The key factor in this proposal is would not be censorship since it would not require newspapers and other publications to only use non-intrusive photographs. If a intrusive photograph was taken in the course of genuine investigative reporting, although it would not have any economic copyright it could be used by a publication and circulated if it were newsworthy. This would be a decision of the picture editor. The photographer of the intrusive photograph would not get any money but his name would be printed along with the photograph if he so wished.

This deals with the situation whereby an intrusive photograph is taken in circumstances which are not 'hard news' at the time but later comes to be used in support of a hard news story. Thus a politician could be shown to be untruthful if he said that he had never met someone but there was an intrusive photograph showing him in a clinch with that person. The photographer who took this intrusive photograph would not get any money - it was not taken as part of a hard news investigation - but would get recognition through his moral right and would, by use of his moral rights, be able to exercise some control over the use of the photograph. The existence of this intrusive photograph, which was not taken as part of a hard news investigation, would be happenstance for the photographer - he would not have taken it as an intrusive act to make money (since under my system this would not be possible) but his moral rights would ensure that he gained proper recognition for his work amongst his peers.
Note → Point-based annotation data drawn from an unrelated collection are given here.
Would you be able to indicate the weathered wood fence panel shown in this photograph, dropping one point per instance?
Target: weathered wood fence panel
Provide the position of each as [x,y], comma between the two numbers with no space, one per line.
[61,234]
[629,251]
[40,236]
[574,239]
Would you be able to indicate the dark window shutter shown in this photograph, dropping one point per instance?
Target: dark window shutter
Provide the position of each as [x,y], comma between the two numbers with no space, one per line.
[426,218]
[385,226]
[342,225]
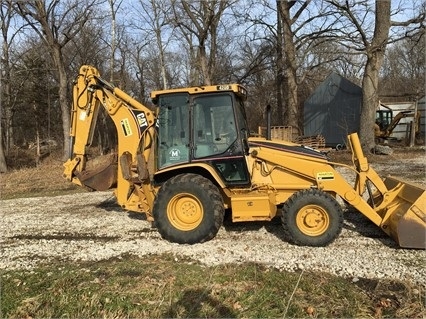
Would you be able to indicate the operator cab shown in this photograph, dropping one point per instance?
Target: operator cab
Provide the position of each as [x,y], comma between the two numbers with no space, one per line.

Thus if we think of a modern image - say that of the little girl covered in napalm in Vietnam running naked towards the camera - the photographer who took this image would get full economic copyright and moral rights in his work. But a Stalkerazzi who took an intrusive photograph - say Liz Taylor alone at the grave of Richard Burton - would not have any economic rights in the photograph. It would not have been worth his while to hide in the undergrowth to intrude on her grief.

5. Connected Problems

With intrusive photographs losing their economic copyright protection they would still have some value for first publication. The basic change in the copyright law would not prevent a photographer showing the only print to a newspaper editor and offering to sell the only negative for an indecent amount of money. Onward reproduction would not reward the photographer, but there would be some value in publishing first.

However the photographer in this situation would encounter a particularly practical difficulty which is how to show the editor the photograph. He would have to do it in person, going round the editors with a sheaf of 10 x 8 photographs. If he sent a digital copy to the editor by e-mail - the editor could pop the photograph through the computer restorer to bring back missing detail and then publish it without paying a penny. So the distribution of intrusive photographs would be slower and in the newspaper world where time is of the essence this is a very important restriction.

The only way he could make money would be by sending a fax or a thumbnail print of the photograph and a draft contract under which the editor agreed to pay an obscene sum for the 10 x 8 photograph if it contained the details described in the alleged photograph and the editor decided to use it. Here is where privacy legislation dealing with intrusive photographs could become important. By forcing the photographer to describe what he considers to be the key features of the photograph the photographer would be caught 'bang to rights' under privacy legislation if the photograph infringed a person's personal space - since the description would be equivalent to a voluntary signed confession by the photographer. The newspaper would be wary of paying for an intrusive photograph since this could bring it within the scope of RICO (see above).